As a workaround, it should be possible to manually "expire" a cache by changing its cache:key. While this would require to commit .gitlab-ci.yml, this also allows one to keep track of cache expires and to possibly reuse old caches when applicable.
Do note that expiring/excluding caches from GitLab interface still is a feature I did like to see implemented. A cache:expire_in key also would be useful.
I'm seeing an issue where the container instances for gitlab-runner-cache are not being removed, meaning over time the storage space on the server gets eaten up. I've found the script mentioned by @XenoPhage to resolve this for me.
e.g. output of docker ps
004899d9e74c 79356b9f1081 "gitlab-runner-cache " About an hour ago Exited (0) About an hour ago runner-f0002f4f-project-864-concurrent-2-cache-fe81c1caa0290d16 79356b9f1081 "gitlab-runner-cache " About an hour ago Exited (0) About an hour ago runner-f0002f4f-project-132-concurrent-0-cache-5f299e3321eb6a59 79356b9f1081 "gitlab-runner-cache " About an hour ago Exited (0) About an hour ago runner-f0002f4f-project-864-concurrent-1-cache-fe8164e67df04f6e 79356b9f1081 "gitlab-runner-cache " About an hour ago Exited (0) About an hour ago runner-f0002f4f-project-864-concurrent-0-cache-fe81
also I have found a large number of volumes listed with docker volume ls. These volumes appear to be linked to the cache container (when I tried to remove one, it stated it was in use by a gitlab-runner-cache container.)
It may be related, the volumes arn't removed because the gitlab-runner-cache isn't remove
I'm running gitlab-ci-multi-runner 1.8.0 package install on ubuntu server 16.04
@ayufan I suggest two ways of cache clearing, a keyword in the commit message, when the developer is aware of possible failures due to the cache, or in some scenarios when an MR is accepted, some integration policies prefer rerunning all the steps for stable branches !ex:[skip cache], or from the gitlab interface, a feature like Retry without cache when the problem occurs.
I upgraded a few projects from node7/npm4 to node8/npm5 and the builds failed because of a cached node_modules directory.

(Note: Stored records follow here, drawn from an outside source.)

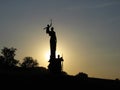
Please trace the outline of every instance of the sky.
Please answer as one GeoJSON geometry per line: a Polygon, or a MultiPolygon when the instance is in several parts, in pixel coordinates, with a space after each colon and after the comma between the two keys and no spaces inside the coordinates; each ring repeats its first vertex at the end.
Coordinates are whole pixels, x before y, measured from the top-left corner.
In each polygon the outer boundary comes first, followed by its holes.
{"type": "Polygon", "coordinates": [[[63,71],[120,79],[120,0],[0,0],[0,49],[47,68],[51,19],[63,71]]]}

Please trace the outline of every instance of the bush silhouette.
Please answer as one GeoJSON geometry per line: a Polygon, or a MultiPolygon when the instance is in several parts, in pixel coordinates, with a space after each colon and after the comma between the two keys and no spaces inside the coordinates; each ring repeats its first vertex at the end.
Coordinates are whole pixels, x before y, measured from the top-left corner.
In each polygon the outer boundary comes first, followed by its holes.
{"type": "Polygon", "coordinates": [[[79,79],[87,79],[87,78],[88,78],[88,74],[83,73],[83,72],[79,72],[79,73],[76,75],[76,77],[79,78],[79,79]]]}
{"type": "Polygon", "coordinates": [[[7,48],[4,47],[1,49],[1,56],[0,56],[0,64],[1,67],[16,67],[17,64],[19,63],[18,60],[16,60],[15,57],[15,51],[16,48],[7,48]]]}
{"type": "Polygon", "coordinates": [[[25,57],[23,59],[23,62],[20,64],[20,66],[24,68],[33,68],[37,67],[38,65],[39,63],[37,62],[37,60],[33,59],[32,57],[25,57]]]}

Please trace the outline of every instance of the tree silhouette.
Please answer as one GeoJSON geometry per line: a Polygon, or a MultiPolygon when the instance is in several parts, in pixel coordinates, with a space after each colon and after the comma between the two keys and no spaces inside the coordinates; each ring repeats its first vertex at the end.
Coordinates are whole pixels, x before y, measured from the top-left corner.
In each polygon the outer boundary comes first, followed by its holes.
{"type": "Polygon", "coordinates": [[[23,62],[20,64],[20,66],[24,68],[33,68],[37,67],[38,65],[39,63],[37,62],[37,60],[33,59],[32,57],[25,57],[23,59],[23,62]]]}
{"type": "Polygon", "coordinates": [[[88,78],[88,74],[79,72],[77,75],[75,75],[78,79],[86,80],[88,78]]]}
{"type": "Polygon", "coordinates": [[[18,60],[14,59],[16,48],[4,47],[1,49],[0,64],[4,67],[15,67],[18,64],[18,60]]]}

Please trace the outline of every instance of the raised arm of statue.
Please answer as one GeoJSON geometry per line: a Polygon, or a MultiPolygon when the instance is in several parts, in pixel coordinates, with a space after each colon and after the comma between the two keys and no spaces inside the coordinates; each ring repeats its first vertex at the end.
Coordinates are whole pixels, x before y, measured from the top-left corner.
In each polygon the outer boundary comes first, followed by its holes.
{"type": "Polygon", "coordinates": [[[45,28],[43,28],[44,30],[46,30],[46,33],[50,32],[50,27],[52,26],[52,21],[50,24],[47,24],[47,26],[45,28]]]}
{"type": "Polygon", "coordinates": [[[47,26],[43,29],[49,31],[50,27],[52,26],[52,19],[50,20],[50,24],[47,24],[47,26]]]}

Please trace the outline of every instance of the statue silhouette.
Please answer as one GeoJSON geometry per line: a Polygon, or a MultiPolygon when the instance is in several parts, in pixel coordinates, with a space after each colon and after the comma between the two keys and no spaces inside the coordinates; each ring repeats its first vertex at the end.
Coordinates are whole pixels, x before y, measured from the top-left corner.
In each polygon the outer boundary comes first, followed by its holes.
{"type": "Polygon", "coordinates": [[[56,33],[54,31],[54,28],[52,26],[52,20],[50,24],[47,24],[47,26],[44,28],[46,30],[46,33],[50,36],[50,60],[53,60],[56,58],[56,33]]]}
{"type": "Polygon", "coordinates": [[[56,58],[56,44],[57,44],[57,37],[56,32],[54,31],[54,27],[51,24],[47,25],[44,29],[46,30],[46,33],[50,36],[50,64],[48,65],[48,68],[53,73],[60,73],[62,70],[61,62],[63,61],[63,58],[58,55],[58,58],[56,58]]]}
{"type": "Polygon", "coordinates": [[[51,27],[51,31],[47,29],[46,33],[48,33],[50,36],[50,52],[51,52],[50,59],[55,59],[56,58],[56,43],[57,43],[56,33],[53,27],[51,27]]]}

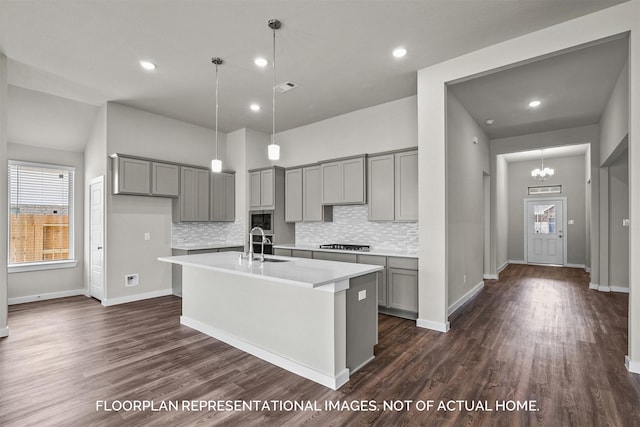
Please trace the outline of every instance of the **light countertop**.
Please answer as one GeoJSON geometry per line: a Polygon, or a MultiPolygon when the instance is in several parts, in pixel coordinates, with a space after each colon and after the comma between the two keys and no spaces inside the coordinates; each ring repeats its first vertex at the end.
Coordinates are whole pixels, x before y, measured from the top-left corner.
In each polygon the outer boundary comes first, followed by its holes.
{"type": "Polygon", "coordinates": [[[348,251],[348,250],[341,250],[341,249],[320,249],[319,246],[320,245],[296,245],[296,244],[273,245],[274,249],[296,249],[301,251],[314,251],[314,252],[340,252],[343,254],[418,258],[418,252],[415,252],[415,251],[401,251],[397,249],[372,248],[371,250],[365,252],[365,251],[348,251]]]}
{"type": "Polygon", "coordinates": [[[244,243],[172,243],[171,249],[197,251],[201,249],[222,249],[244,246],[244,243]]]}
{"type": "Polygon", "coordinates": [[[286,262],[261,263],[258,260],[249,262],[248,259],[241,258],[240,252],[180,255],[160,257],[158,260],[180,264],[183,267],[199,267],[242,276],[258,276],[268,281],[307,288],[317,288],[383,269],[379,265],[351,264],[306,258],[273,255],[267,255],[265,258],[281,259],[286,260],[286,262]]]}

Could only solve this by adding a new job to .gitlab-ci.yml:
The result is two extra commits per project, which could be avoided if there was a tick saying Reset cache on the New Pipeline page. A more advanced option would be a parsable trigger in the commit message, similar to how this is done for [ci skip]. This could be called like [ci reset-cache].

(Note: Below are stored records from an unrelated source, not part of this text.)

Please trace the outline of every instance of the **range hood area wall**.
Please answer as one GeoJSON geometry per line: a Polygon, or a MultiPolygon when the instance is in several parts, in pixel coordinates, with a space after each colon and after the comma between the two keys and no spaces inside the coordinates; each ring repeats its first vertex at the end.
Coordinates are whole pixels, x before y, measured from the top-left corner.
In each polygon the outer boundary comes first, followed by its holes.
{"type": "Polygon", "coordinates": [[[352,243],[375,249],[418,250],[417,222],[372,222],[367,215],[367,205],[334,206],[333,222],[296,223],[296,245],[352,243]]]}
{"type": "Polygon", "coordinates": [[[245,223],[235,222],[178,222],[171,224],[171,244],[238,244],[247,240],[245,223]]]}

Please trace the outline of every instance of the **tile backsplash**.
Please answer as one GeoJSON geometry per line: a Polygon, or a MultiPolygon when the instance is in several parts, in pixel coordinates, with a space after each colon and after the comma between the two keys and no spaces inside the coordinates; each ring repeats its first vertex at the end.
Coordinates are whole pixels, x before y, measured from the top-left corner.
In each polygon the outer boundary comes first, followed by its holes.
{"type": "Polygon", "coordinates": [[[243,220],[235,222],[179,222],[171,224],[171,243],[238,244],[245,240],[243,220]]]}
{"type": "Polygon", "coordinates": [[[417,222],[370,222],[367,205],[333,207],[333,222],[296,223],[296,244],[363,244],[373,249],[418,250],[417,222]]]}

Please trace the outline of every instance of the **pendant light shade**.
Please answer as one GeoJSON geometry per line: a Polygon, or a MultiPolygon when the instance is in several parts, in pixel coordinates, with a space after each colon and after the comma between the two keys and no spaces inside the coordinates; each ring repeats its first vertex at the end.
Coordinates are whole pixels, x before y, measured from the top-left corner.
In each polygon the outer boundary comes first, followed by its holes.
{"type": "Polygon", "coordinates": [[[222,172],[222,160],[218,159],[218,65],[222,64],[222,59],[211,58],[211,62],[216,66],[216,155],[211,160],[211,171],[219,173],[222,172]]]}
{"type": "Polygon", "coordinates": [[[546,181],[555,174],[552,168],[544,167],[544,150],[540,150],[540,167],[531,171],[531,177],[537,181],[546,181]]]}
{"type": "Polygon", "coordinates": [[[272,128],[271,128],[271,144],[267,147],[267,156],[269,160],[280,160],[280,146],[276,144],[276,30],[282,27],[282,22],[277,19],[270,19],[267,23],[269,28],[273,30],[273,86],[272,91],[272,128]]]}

Sadly, a hack that I've applied does not work for cases when each branch, stage oe job has got its own cache key. A tick in GitLab UI or a working [ci reset-cache] label in a commit message would be much more useful here.

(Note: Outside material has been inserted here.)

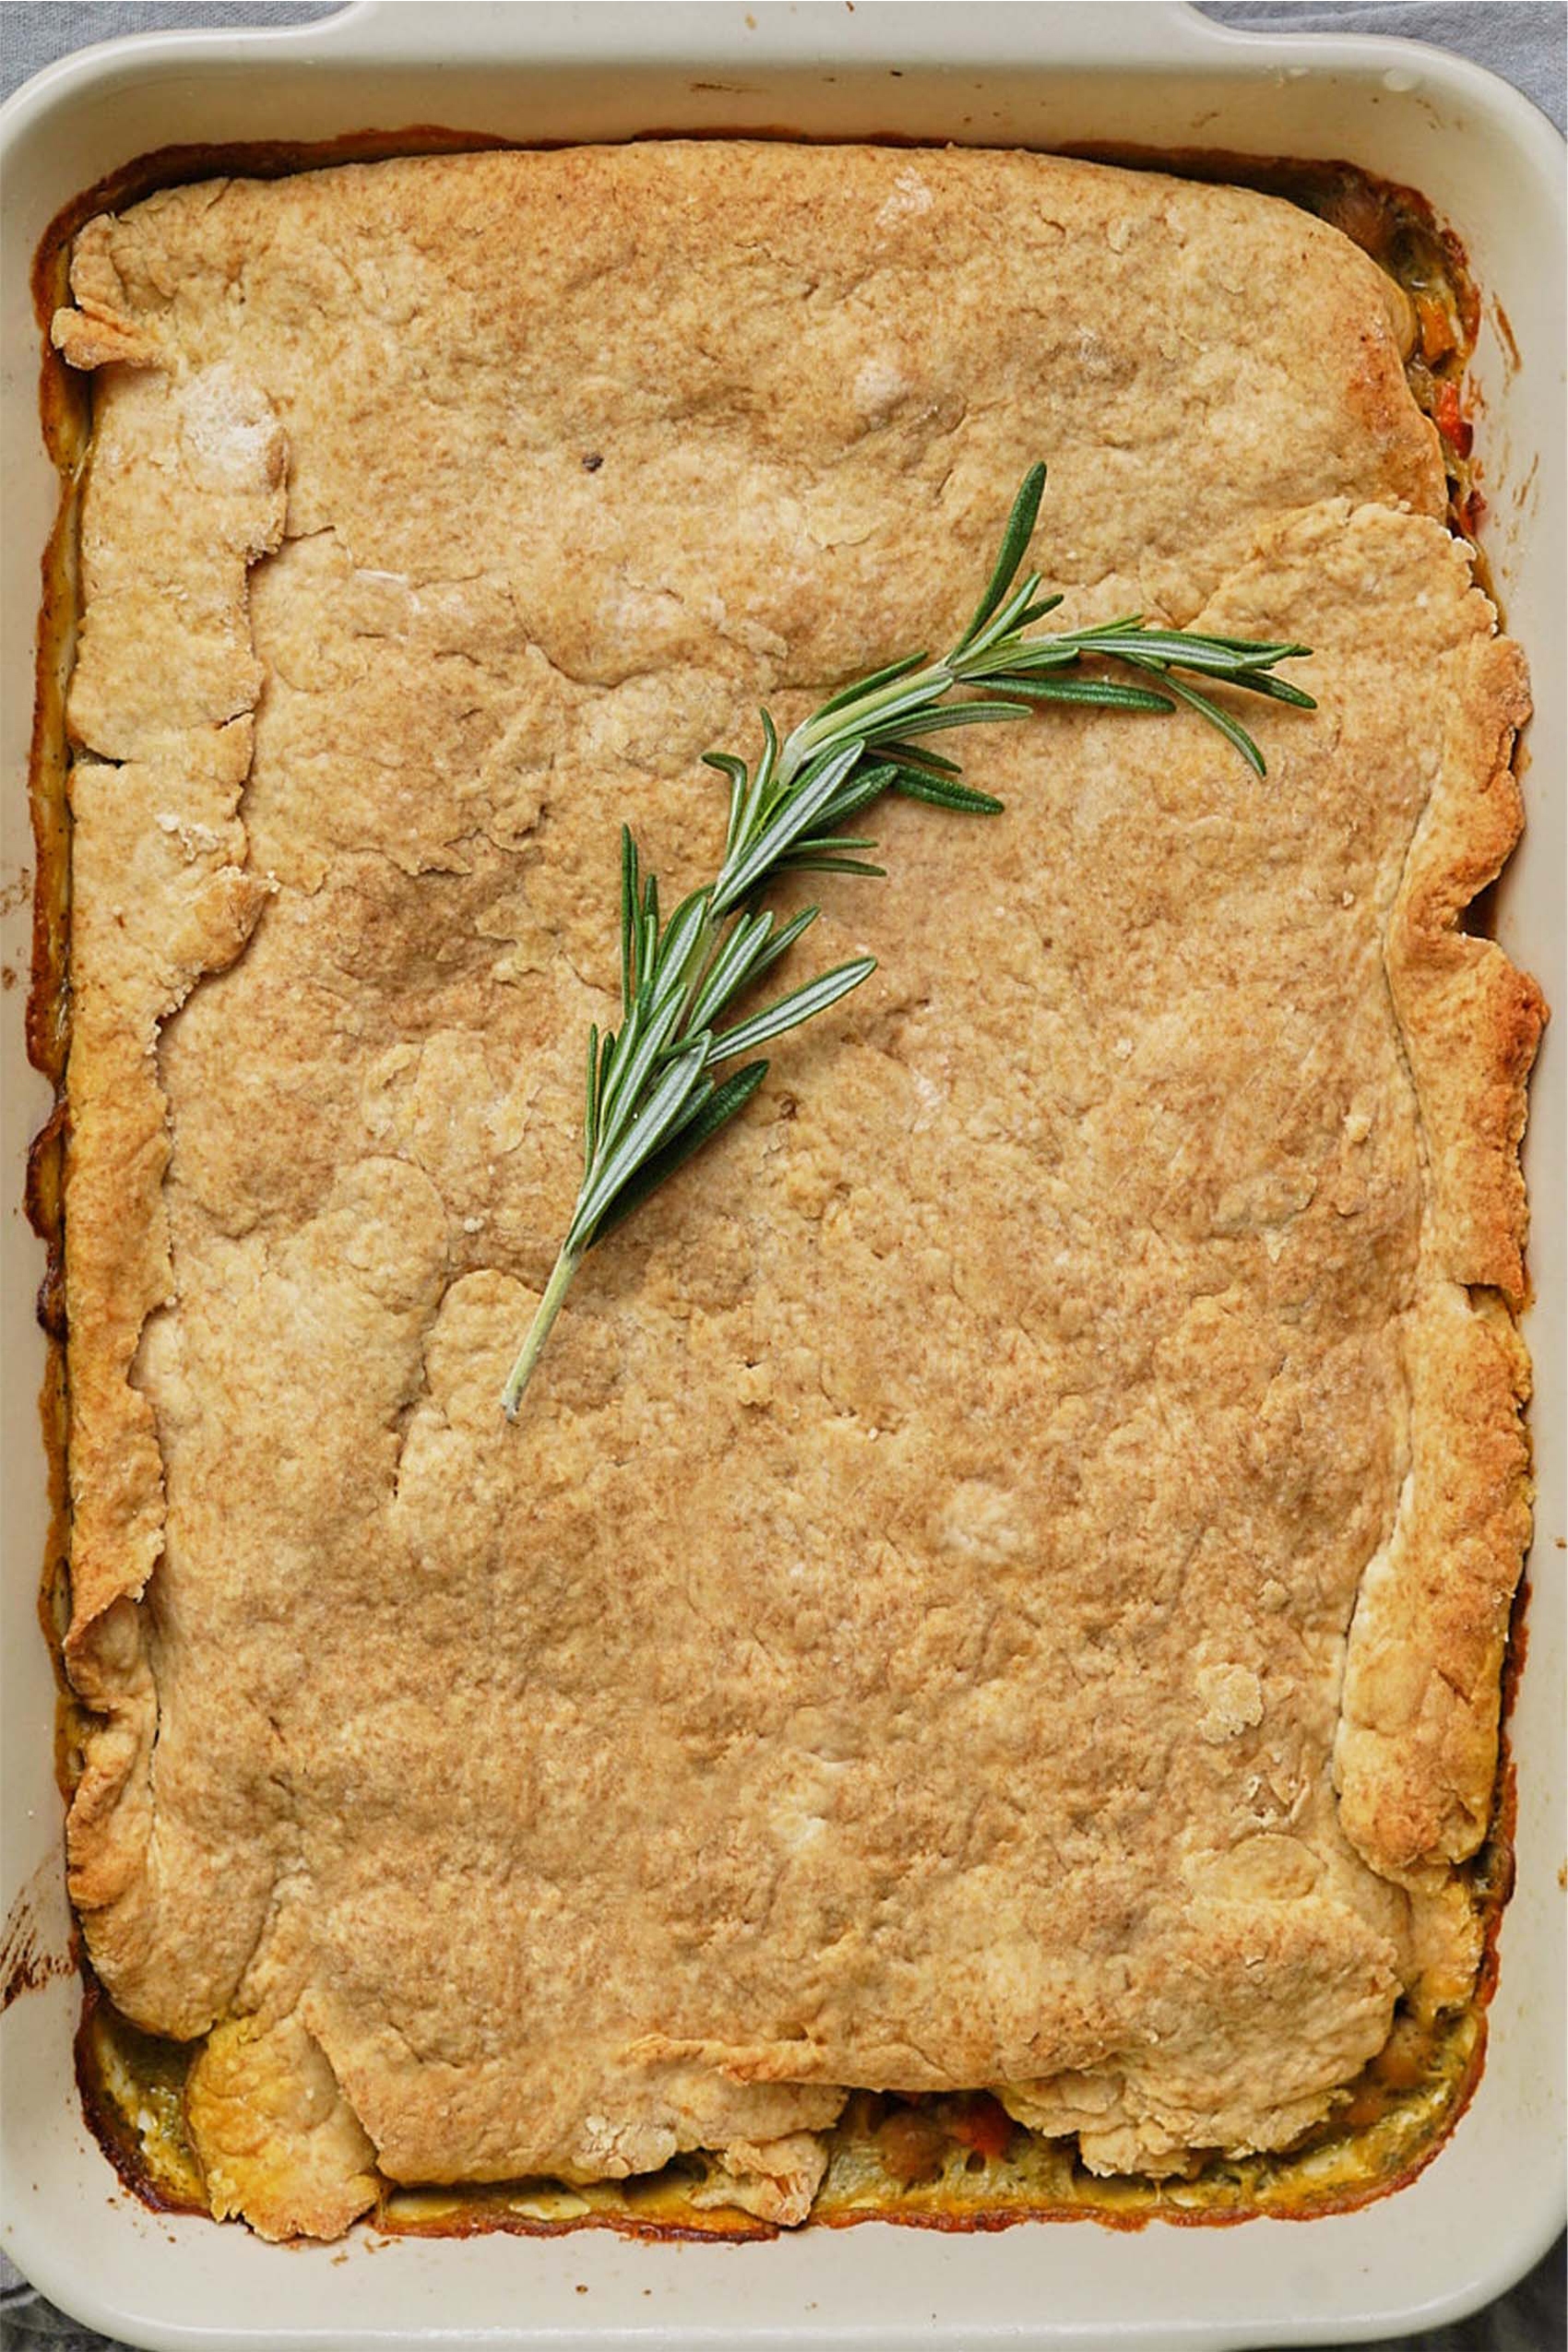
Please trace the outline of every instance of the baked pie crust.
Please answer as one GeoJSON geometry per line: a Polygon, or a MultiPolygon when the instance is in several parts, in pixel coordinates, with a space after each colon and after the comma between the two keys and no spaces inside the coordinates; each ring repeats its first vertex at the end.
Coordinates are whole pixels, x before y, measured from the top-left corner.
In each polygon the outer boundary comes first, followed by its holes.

@ayufan I'm fine with that, but not sure about the UX impacts for it. Having the option when running a pipeline manually is feasible, but it's not the same as just reset the cache for the next process.
Also, who should be able to do that? Only Masters or anyone that can run a pipeline?
Maybe a button in the project settings could be an option too.
I was thinking about sending a number to the runner to indicate the used cache version, thus allowing you to clear cache on per-project basis. Instead of removing, we assume that cache is garbage collected, but we send indicator (incremental number) that we want to use a new cache. We use this number to construct on the runner the cache:key. Technically we do not clear cache, but we force all subsequent jobs to use a new / freshly build cache, as the cache:key would not match.
On Frontend we could then have a simple button: Force cache refresh, which would simply increment the cache_version in database that is send to runner.